Seu candidato na eleição presidencial de 2014, o então senador Aécio Neves (PSDB), foi derrotado por estreita margem. Tal resultado (48,36% dos votos válidos, contra 51,64% para a reeleita Dilma Rousseff) indicava que o PSDB, como principal partido da oposição, chegaria forte em 2018 para a sucessão de Dilma. Ainda mais que ela iniciaria seu segundo mandato com a economia claudicante e com a rejeição ao PT em uma crescente.
Porém, o PSDB e seus aliados optaram pelo caminho do golpismo. Um dia após o encerramento do processo eleitoral, já havia gente falando em impeachment e convocando manifestações (que começaram a ocorrer, ainda que pequenas, já no final de 2014), com pouquíssimas vozes oposicionistas manifestando contrariedade a isso. Em seu retorno ao Senado, Aécio prometeu oposição “incansável e instransigente” ao governo recém reeleito. E para completar, houve o pedido de auditoria nas urnas eletrônicas, insinuando uma fraude que a própria verificação provou não ter ocorrido – mas que contribuiu para não se virar a página de uma virulenta campanha eleitoral.
Tanto insistiram que o impeachment veio em 2016, com uma justificativa duvidosa: as tais “pedaladas fiscais”, que nunca tinham motivado a perda de mandato de nenhum governante anterior, agora eram “crime de responsabilidade”. Mas não foi apenas uma troca de presidente: a oposição se aliou ao vice-presidente Michel Temer e voltou ao governo “pela porta dos fundos” ao invés de esperar até 2018, quando provavelmente triunfaria nas urnas e entraria no Palácio do Planalto pela “porta da frente”, subindo a tradicional (e simbólica) rampa.

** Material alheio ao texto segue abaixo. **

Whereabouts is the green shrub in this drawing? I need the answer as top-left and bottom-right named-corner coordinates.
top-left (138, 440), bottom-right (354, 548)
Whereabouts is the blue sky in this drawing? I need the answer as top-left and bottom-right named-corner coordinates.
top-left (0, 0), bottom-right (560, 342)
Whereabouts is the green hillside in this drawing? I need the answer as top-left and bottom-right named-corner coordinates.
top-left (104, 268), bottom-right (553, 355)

O resultado disso é que quem viria forte em 2018 virou “vidraça” por ter se tornado governo (por sinal, péssimo) antes da hora. Quem virou oposição – o PT e seus aliados à esquerda – foi também culpabilizado pelo desastre (“quem votou na Dilma votou no Temer”, lembram?). O resultado é que a soma de insatisfação com o irracional antipetismo nos conduziu à eleição (ainda que mediante o uso de incontáveis mentiras) de um sujeito que está jogando a imagem do Brasil na lama e nos envergonhando dia sim, dia também.

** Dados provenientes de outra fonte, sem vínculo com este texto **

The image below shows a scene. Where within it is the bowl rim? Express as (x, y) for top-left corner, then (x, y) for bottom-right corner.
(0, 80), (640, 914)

A esquerda – e em especial o PT – cometeu muitos erros, os quais nem vou elencar, por isso prefiro falar apenas da campanha eleitoral de 2018. Penso que o ideal teria sido o PT abrir mão de ser cabeça de chapa: alguém acreditava que deixariam Lula ser candidato quando condenaram ele sem provas justamente para prendê-lo e impedi-lo de disputar – e provavelmente vencer – a eleição? Mas, cometido o primeiro erro, e com Fernando Haddad concorrendo no lugar de Lula e indo ao segundo turno, penso que qualquer pessoa que diga defender a democracia deveria ter apoiado o petista incondicionalmente contra alguém que nunca escondeu sua admiração pela ditadura de 1964 e seus enojantes métodos. Sim, isso é um recado a Ciro Gomes (em quem votei no primeiro turno e que encerrada a primeira votação saiu de férias) mas também – e principalmente – aos autoproclamados liberais, muitos dos quais não hesitaram em apoiar Bolsonaro (que nunca foi liberal) e agora se dizem arrependidos e – incrivelmente – decepcionados com alguém que como presidente não está sendo nem um pouco diferente do que foi em 28 anos como deputado.
Quero muito a autocrítica da esquerda, sim. Mas quero ainda mais a da direita liberal, principal responsável por nos jogar no abismo atual.